Over the last week, Joe Biden has named his proposed “climate change” team. Former Governor of Michigan Jennifer Granholm will be nominated as Secretary of Energy and would be the first woman in that position. Granholm was governor from 2003 to 2011 and served on Barack Obama’s transition team in 2008 to 2009. She called Biden’s climate change plan the “most robust ever.” As governor of Michigan, Granholm collaborated with Obama in trimming the wages and productivity of Michigan’s once dominant auto industry. During her tenure, Michigan’s industrial work force dropped from approximately 700,000 to 450,000 in 2009, and then increased to about 500,000 by the time she left office in 2011.
Michael Reagan, current Secretary of North Carolina’s Department of Environmental Quality and former activist of the Environmental Defense Fund, will be named as director of the Environmental Protection Agency (EPA). He would be the first African-American in that position. The North Carolina League of Conservation Voters supported the nomination.
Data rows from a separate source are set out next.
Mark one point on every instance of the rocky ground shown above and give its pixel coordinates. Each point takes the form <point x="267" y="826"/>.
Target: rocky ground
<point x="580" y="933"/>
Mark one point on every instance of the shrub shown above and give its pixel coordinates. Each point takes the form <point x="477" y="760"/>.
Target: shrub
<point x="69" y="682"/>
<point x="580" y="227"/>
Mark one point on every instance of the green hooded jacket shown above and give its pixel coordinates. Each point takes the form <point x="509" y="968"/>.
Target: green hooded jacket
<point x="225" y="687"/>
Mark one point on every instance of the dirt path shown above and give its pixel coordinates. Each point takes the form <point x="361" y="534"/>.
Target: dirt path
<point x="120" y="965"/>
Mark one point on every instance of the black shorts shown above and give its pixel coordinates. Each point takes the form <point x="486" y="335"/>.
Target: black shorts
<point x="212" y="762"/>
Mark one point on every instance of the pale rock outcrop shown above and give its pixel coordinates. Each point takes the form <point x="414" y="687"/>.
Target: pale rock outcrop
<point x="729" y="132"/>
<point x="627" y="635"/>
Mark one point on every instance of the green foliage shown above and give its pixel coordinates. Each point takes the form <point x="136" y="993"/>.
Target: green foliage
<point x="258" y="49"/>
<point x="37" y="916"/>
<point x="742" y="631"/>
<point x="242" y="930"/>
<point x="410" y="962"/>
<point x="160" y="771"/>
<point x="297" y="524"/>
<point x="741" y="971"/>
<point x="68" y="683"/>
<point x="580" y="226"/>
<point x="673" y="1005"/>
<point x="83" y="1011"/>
Congresswoman Deb Halland of New Mexico will be named Secretary of the Interior. She would be the first Native American nominated to a cabinet position. She has been concerned with Native American rights as well as environmental and other issues in Congress.
These appointments follow that of Pete Buttigieg as Secretary of Transportation. All of these positions are relevant to the Malthusian climate change policies that Biden has pledged to adopt.